Like the former, the film is filled with fast cars, muscular men and blindingly gorgeous women and, as in the latter, the action hop-scotches across the globe, from India to Thailand to Germany. Indeed, Don 2 itself feels carefully calculated to appeal to audiences in each of those territories and beyond. Though they primarily speak in Hindi, the film’s characters frequently pepper their sentences with English phrases, and global brand names constantly flash across the screen thanks to the magic of product placement. Most tellingly, the one thing Indian cinema is perhaps best known for—namely, colorful song-and-dance numbers that interrupt the narrative at a whim—has been noticeably dialed back here. Don 2 contains just three musical interludes, only one of which is a conventional Bollywood showstopper. (The second is employed in that all-important element of any American action movie, the montage, while the third and final song is essentially a standalone music-video that’s played during the closing credits.) No question about it: The filmmakers are gunning for a global audience and, leaving aside the financial realities of international film distribution and looking purely at what’s on the screen, there’s no reason why they couldn’t find it.
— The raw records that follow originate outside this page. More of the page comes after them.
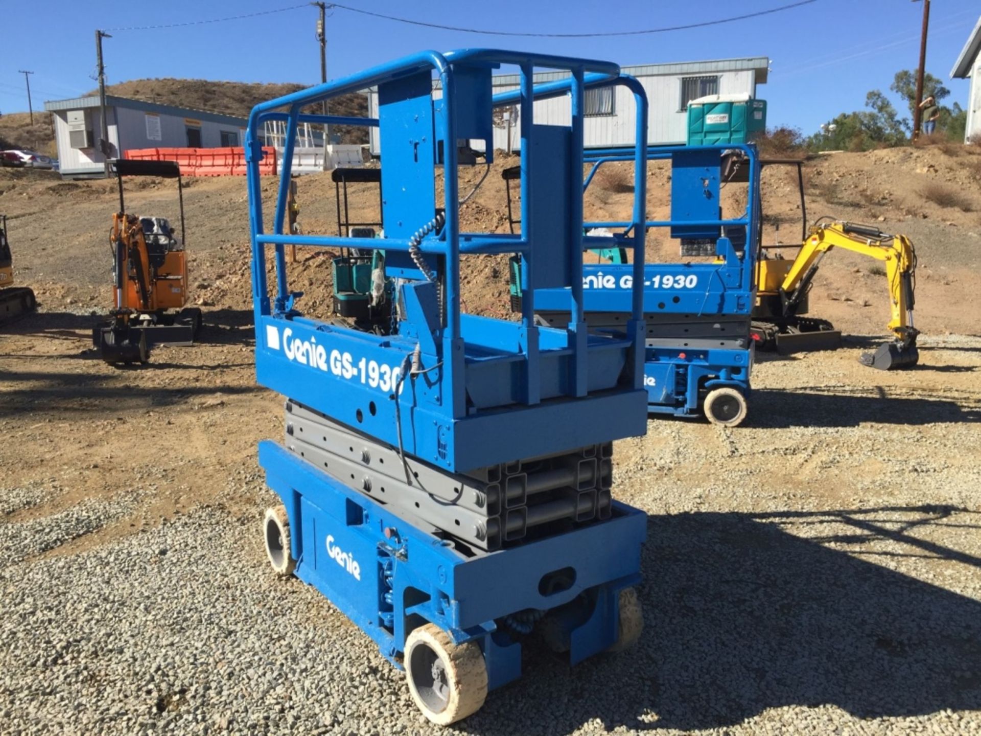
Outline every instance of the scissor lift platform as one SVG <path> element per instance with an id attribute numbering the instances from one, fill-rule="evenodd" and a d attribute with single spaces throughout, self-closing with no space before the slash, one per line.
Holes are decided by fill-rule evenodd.
<path id="1" fill-rule="evenodd" d="M 511 104 L 492 94 L 501 64 L 518 67 L 525 109 L 568 95 L 572 122 L 522 116 L 527 234 L 461 233 L 457 147 L 482 140 L 492 160 L 493 108 Z M 570 76 L 536 87 L 535 67 Z M 439 99 L 434 73 L 445 92 Z M 282 499 L 264 520 L 270 561 L 316 586 L 378 642 L 436 723 L 466 717 L 489 690 L 518 677 L 522 643 L 535 633 L 573 662 L 641 635 L 632 586 L 645 517 L 612 498 L 612 441 L 646 429 L 641 289 L 623 331 L 591 332 L 581 298 L 582 182 L 569 175 L 582 169 L 585 90 L 598 85 L 633 94 L 643 133 L 644 90 L 615 64 L 482 49 L 423 52 L 263 103 L 250 117 L 256 375 L 286 397 L 283 444 L 259 451 Z M 378 119 L 300 112 L 371 86 Z M 267 121 L 292 131 L 268 234 L 255 135 Z M 378 126 L 384 237 L 279 235 L 302 123 Z M 643 263 L 644 228 L 635 232 L 630 246 Z M 352 327 L 304 317 L 286 282 L 286 245 L 384 249 L 370 298 L 371 314 L 386 318 Z M 271 248 L 275 290 L 263 265 Z M 462 313 L 461 258 L 512 252 L 526 258 L 533 288 L 568 288 L 579 299 L 562 328 L 540 327 L 531 300 L 520 322 Z M 374 309 L 385 299 L 390 308 Z"/>

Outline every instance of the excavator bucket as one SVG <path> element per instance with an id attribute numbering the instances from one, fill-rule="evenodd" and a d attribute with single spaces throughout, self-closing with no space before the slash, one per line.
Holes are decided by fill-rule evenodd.
<path id="1" fill-rule="evenodd" d="M 129 325 L 96 327 L 92 330 L 92 342 L 100 357 L 110 364 L 145 363 L 150 359 L 146 333 Z"/>
<path id="2" fill-rule="evenodd" d="M 858 361 L 869 368 L 880 371 L 895 371 L 900 368 L 912 368 L 919 362 L 919 350 L 915 342 L 901 342 L 894 341 L 879 345 L 875 352 L 864 352 Z"/>
<path id="3" fill-rule="evenodd" d="M 24 314 L 29 314 L 37 307 L 34 292 L 26 287 L 0 289 L 0 325 Z"/>

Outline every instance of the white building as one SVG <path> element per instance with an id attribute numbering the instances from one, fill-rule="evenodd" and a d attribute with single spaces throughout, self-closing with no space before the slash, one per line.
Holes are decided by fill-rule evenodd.
<path id="1" fill-rule="evenodd" d="M 621 67 L 624 74 L 636 77 L 647 93 L 649 116 L 647 143 L 651 145 L 681 144 L 687 139 L 688 102 L 706 94 L 749 94 L 756 96 L 756 85 L 766 82 L 769 59 L 765 56 L 749 59 L 721 59 L 718 61 L 686 62 L 681 64 L 644 64 Z M 568 72 L 541 72 L 535 82 L 553 81 L 569 76 Z M 493 91 L 517 89 L 521 83 L 518 75 L 496 75 Z M 435 94 L 441 93 L 439 80 L 434 80 Z M 587 90 L 586 129 L 588 148 L 630 145 L 634 142 L 634 98 L 624 87 L 607 87 Z M 521 147 L 518 132 L 517 108 L 510 115 L 501 115 L 495 123 L 493 147 L 507 150 L 508 121 L 510 117 L 510 148 Z M 378 90 L 368 93 L 368 115 L 378 117 Z M 570 125 L 567 97 L 542 100 L 535 105 L 535 122 L 544 125 Z M 378 129 L 371 129 L 371 151 L 379 154 L 381 144 Z M 475 145 L 480 148 L 481 146 Z"/>
<path id="2" fill-rule="evenodd" d="M 981 18 L 974 25 L 974 30 L 967 37 L 967 43 L 960 50 L 951 78 L 955 79 L 970 79 L 967 92 L 967 128 L 964 130 L 964 142 L 972 135 L 981 136 Z"/>
<path id="3" fill-rule="evenodd" d="M 99 97 L 45 102 L 54 118 L 61 173 L 69 178 L 101 177 Z M 248 121 L 204 110 L 159 105 L 127 97 L 106 97 L 110 158 L 138 148 L 217 148 L 241 145 Z"/>

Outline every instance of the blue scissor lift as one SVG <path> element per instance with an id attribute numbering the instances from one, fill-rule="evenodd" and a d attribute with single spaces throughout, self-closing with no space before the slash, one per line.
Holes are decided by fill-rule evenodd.
<path id="1" fill-rule="evenodd" d="M 571 124 L 521 116 L 519 236 L 461 233 L 458 146 L 492 158 L 491 71 L 515 65 L 517 97 L 541 96 L 536 67 L 571 75 Z M 442 94 L 434 95 L 434 74 Z M 258 105 L 246 139 L 256 374 L 284 394 L 285 438 L 259 461 L 281 506 L 263 533 L 279 573 L 317 587 L 404 668 L 436 723 L 477 710 L 520 676 L 521 643 L 539 629 L 578 662 L 641 633 L 643 512 L 613 500 L 612 441 L 646 429 L 642 289 L 616 335 L 591 331 L 583 308 L 582 167 L 588 86 L 617 84 L 637 102 L 634 222 L 645 221 L 646 99 L 615 64 L 510 51 L 432 51 Z M 302 114 L 378 87 L 377 119 Z M 547 91 L 547 90 L 545 90 Z M 542 93 L 543 94 L 543 92 Z M 257 131 L 284 121 L 272 233 L 264 229 Z M 283 233 L 300 123 L 377 126 L 386 237 Z M 437 171 L 444 176 L 438 185 Z M 645 229 L 623 238 L 638 254 Z M 346 326 L 305 318 L 286 280 L 286 244 L 385 249 L 373 299 L 391 316 Z M 267 284 L 267 255 L 275 291 Z M 525 258 L 534 289 L 564 289 L 562 329 L 460 311 L 460 260 Z"/>
<path id="2" fill-rule="evenodd" d="M 585 158 L 594 166 L 584 188 L 602 164 L 633 160 L 623 149 L 591 150 Z M 683 255 L 712 259 L 644 266 L 647 409 L 683 417 L 704 412 L 709 421 L 735 426 L 747 414 L 753 360 L 749 336 L 757 255 L 753 243 L 758 242 L 760 224 L 755 147 L 651 147 L 647 158 L 671 164 L 671 219 L 647 221 L 646 228 L 667 230 L 671 238 L 680 241 Z M 745 170 L 742 182 L 749 180 L 746 210 L 723 218 L 721 187 L 738 168 Z M 612 237 L 584 237 L 585 247 L 609 253 L 630 240 L 634 225 L 593 222 L 584 228 L 613 231 Z M 617 331 L 626 324 L 632 310 L 634 272 L 631 264 L 584 268 L 583 298 L 592 329 Z M 521 283 L 527 283 L 524 274 Z M 523 289 L 522 294 L 527 293 Z M 563 326 L 567 299 L 563 289 L 536 292 L 540 321 Z"/>

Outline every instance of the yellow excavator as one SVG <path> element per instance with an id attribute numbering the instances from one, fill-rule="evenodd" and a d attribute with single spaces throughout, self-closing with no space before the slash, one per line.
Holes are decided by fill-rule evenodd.
<path id="1" fill-rule="evenodd" d="M 14 286 L 14 258 L 7 239 L 7 216 L 0 215 L 0 324 L 34 311 L 36 305 L 31 289 Z"/>
<path id="2" fill-rule="evenodd" d="M 821 218 L 808 228 L 801 162 L 764 159 L 762 164 L 797 166 L 804 225 L 802 243 L 794 258 L 784 258 L 780 254 L 770 256 L 769 253 L 795 245 L 759 243 L 751 331 L 757 346 L 785 354 L 841 346 L 842 334 L 830 322 L 803 316 L 807 313 L 807 293 L 821 260 L 829 251 L 841 248 L 881 261 L 889 286 L 892 319 L 887 327 L 893 340 L 874 352 L 862 354 L 862 364 L 887 371 L 916 365 L 919 361 L 916 347 L 919 332 L 913 326 L 916 251 L 909 238 L 883 233 L 873 226 L 831 218 Z"/>

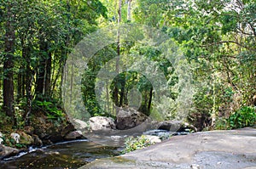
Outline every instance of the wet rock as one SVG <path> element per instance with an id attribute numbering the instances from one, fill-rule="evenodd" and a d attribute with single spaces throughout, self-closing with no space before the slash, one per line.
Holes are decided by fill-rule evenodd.
<path id="1" fill-rule="evenodd" d="M 35 145 L 38 145 L 38 146 L 42 146 L 43 145 L 43 142 L 38 135 L 33 135 L 33 138 L 34 138 L 34 144 Z"/>
<path id="2" fill-rule="evenodd" d="M 90 118 L 89 122 L 92 131 L 111 130 L 116 127 L 111 117 L 94 116 Z"/>
<path id="3" fill-rule="evenodd" d="M 100 159 L 84 168 L 255 168 L 256 129 L 195 132 L 172 137 L 121 156 Z"/>
<path id="4" fill-rule="evenodd" d="M 34 132 L 34 127 L 32 127 L 32 126 L 26 126 L 26 127 L 24 127 L 23 131 L 24 131 L 26 133 L 28 133 L 29 135 L 32 135 L 33 132 Z"/>
<path id="5" fill-rule="evenodd" d="M 0 144 L 0 159 L 15 155 L 18 153 L 19 150 L 17 149 Z"/>
<path id="6" fill-rule="evenodd" d="M 67 136 L 65 136 L 65 139 L 77 139 L 81 138 L 82 137 L 83 133 L 79 130 L 69 132 Z"/>
<path id="7" fill-rule="evenodd" d="M 2 144 L 3 143 L 3 139 L 0 138 L 0 144 Z"/>
<path id="8" fill-rule="evenodd" d="M 3 133 L 0 132 L 0 144 L 2 144 L 3 143 Z"/>
<path id="9" fill-rule="evenodd" d="M 73 124 L 69 123 L 65 128 L 63 128 L 61 132 L 61 135 L 65 137 L 67 133 L 73 132 L 75 127 Z"/>
<path id="10" fill-rule="evenodd" d="M 34 138 L 26 132 L 19 132 L 19 135 L 20 136 L 20 144 L 31 145 L 34 143 Z"/>
<path id="11" fill-rule="evenodd" d="M 158 129 L 177 132 L 180 127 L 180 121 L 165 121 L 159 124 Z"/>
<path id="12" fill-rule="evenodd" d="M 80 130 L 80 129 L 84 129 L 84 128 L 88 127 L 88 124 L 85 121 L 81 121 L 79 119 L 73 119 L 73 122 L 75 125 L 76 129 Z"/>
<path id="13" fill-rule="evenodd" d="M 146 115 L 129 107 L 119 110 L 116 117 L 116 127 L 119 130 L 133 128 L 148 118 Z"/>
<path id="14" fill-rule="evenodd" d="M 44 112 L 37 112 L 32 121 L 32 126 L 34 127 L 33 134 L 36 134 L 43 143 L 55 143 L 64 140 L 65 132 L 68 132 L 67 120 L 62 122 L 54 123 L 48 120 Z M 67 130 L 63 131 L 63 128 Z"/>
<path id="15" fill-rule="evenodd" d="M 144 135 L 151 144 L 160 143 L 161 139 L 158 136 Z"/>
<path id="16" fill-rule="evenodd" d="M 12 132 L 10 134 L 10 137 L 15 141 L 16 144 L 20 143 L 20 134 Z"/>
<path id="17" fill-rule="evenodd" d="M 190 125 L 188 122 L 182 123 L 180 128 L 177 130 L 177 132 L 197 132 L 197 128 L 194 127 L 193 125 Z"/>

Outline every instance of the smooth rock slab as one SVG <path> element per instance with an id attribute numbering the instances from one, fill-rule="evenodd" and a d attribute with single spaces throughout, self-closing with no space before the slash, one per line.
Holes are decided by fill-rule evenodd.
<path id="1" fill-rule="evenodd" d="M 81 168 L 256 168 L 256 129 L 176 136 L 144 149 L 95 161 Z"/>

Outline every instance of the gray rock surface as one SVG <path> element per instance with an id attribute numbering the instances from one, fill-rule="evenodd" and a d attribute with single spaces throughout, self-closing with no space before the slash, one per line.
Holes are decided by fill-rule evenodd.
<path id="1" fill-rule="evenodd" d="M 0 159 L 15 155 L 19 153 L 19 149 L 0 144 Z"/>
<path id="2" fill-rule="evenodd" d="M 105 116 L 94 116 L 89 120 L 90 127 L 92 131 L 115 129 L 113 119 Z"/>
<path id="3" fill-rule="evenodd" d="M 78 130 L 78 131 L 71 132 L 68 134 L 67 134 L 67 136 L 65 136 L 65 139 L 76 139 L 76 138 L 80 138 L 82 137 L 83 137 L 82 132 Z"/>
<path id="4" fill-rule="evenodd" d="M 144 149 L 97 160 L 81 168 L 256 168 L 256 129 L 175 136 Z"/>
<path id="5" fill-rule="evenodd" d="M 116 127 L 119 130 L 133 128 L 144 122 L 148 118 L 147 115 L 135 109 L 121 108 L 116 115 Z"/>

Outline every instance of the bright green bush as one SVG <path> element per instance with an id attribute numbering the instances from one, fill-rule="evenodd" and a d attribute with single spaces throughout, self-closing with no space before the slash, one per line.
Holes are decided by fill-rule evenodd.
<path id="1" fill-rule="evenodd" d="M 129 153 L 131 151 L 134 151 L 136 149 L 141 149 L 145 147 L 148 147 L 149 145 L 154 144 L 150 142 L 150 140 L 144 135 L 142 135 L 141 137 L 129 137 L 125 139 L 125 149 L 122 151 L 123 154 Z"/>
<path id="2" fill-rule="evenodd" d="M 256 109 L 251 106 L 243 106 L 228 119 L 230 128 L 253 127 L 256 123 Z"/>

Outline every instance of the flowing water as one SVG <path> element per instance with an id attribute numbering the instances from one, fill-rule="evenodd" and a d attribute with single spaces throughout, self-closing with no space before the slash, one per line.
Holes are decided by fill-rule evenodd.
<path id="1" fill-rule="evenodd" d="M 86 139 L 32 149 L 0 161 L 1 169 L 79 168 L 96 159 L 120 155 L 121 149 L 106 147 Z"/>
<path id="2" fill-rule="evenodd" d="M 189 132 L 170 132 L 165 130 L 151 130 L 143 134 L 158 136 L 163 139 L 171 135 Z M 126 136 L 127 137 L 127 136 Z M 42 148 L 30 148 L 28 152 L 0 161 L 0 169 L 71 169 L 79 168 L 96 159 L 117 156 L 121 154 L 125 136 L 90 138 L 88 139 L 62 142 Z M 112 145 L 104 146 L 105 145 Z"/>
The rest of the world doesn’t even have to have seen the original Don to understand the plot of the sequel, and not just because the film regularly fills you in on what happened in the previous picture. It’s also due to the fact that writer-director Farhan Akhtar (who also helmed the original) has cannily crafted the movie to fit one of the most easily portable of all film genres: the heist picture. Having already risen to the top of the Asian criminal underworld in the first film, gangster extraordinaire Don (Khan) turns his attention to Europe, where the leading crime bosses have struck an agreement to preemptively take him out before he can muscle in on their territory. Master planner that he is, Don evades their schemes by turning himself over to Interpol, specifically sexy agent Roma (played by former Miss World Priyanka Chopra), and winding up behind bars. There, he plots an escape with former nemesis Vardhaan (Borman Irani) and the duo promptly make their way to Berlin, where they plan to lift some currency plates out of the heavily guarded vault of a Euro printing bank. To pull off this impossible mission, they assemble a team of experts who help concoct a plan that’s Swiss watch-precise in its timing. It goes without saying, of course, that various complications crop up in the form of double-crosses and last-minute twists, which pit Don and his accomplices against the police…and one another.
It’s tempting to compare the possibilities promised by Bollywood super-productions like Don 2 to the wave of Hong Kong action movies that captured the international imagination 20 years ago. Filmmakers like John Woo and Tsui Hark put their own industry on the map and had a profound impact on Hollywood action fare as well. If Bollywood is able to routinely produce blockbusters that can go toe-to-toe (and explosion-to-explosion) with American product, they have a real chance to become the world’s next big cinematic hot spot.
The key difference, though, is that at the time nobody in the U.S. was making movies that looked like Hard Boiled or Once Upon a Time in China. Don 2, on the other hand, looks exactly like a standard Hollywood action programmer. Akhtar effectively mimics the slick, music-video aesthetics popularized by the likes of Michael Bay and Justin Lin, right down to the fetishistic shots of guys with bulging muscles piloting powerful cars. It’s a note-perfect imitation, but it doesn’t offer any artistic innovation. And because Don 2, as fun as it is, is ultimately so interchangeable with a film like Fast Five, there’s no reason why audiences in the U.S. at least would necessarily think to seek it out. To achieve the kind of global recognition (and market share) it so clearly craves, Bollywood needs to find and nurture its own Woos and Harks or Wachowskis and Nolans, filmmakers who seek to create their own distinct brand of spectacle-driven entertainment. Those are the kinds of films that create a lasting impression, rather than just a couple hours’ worth of easy escapism.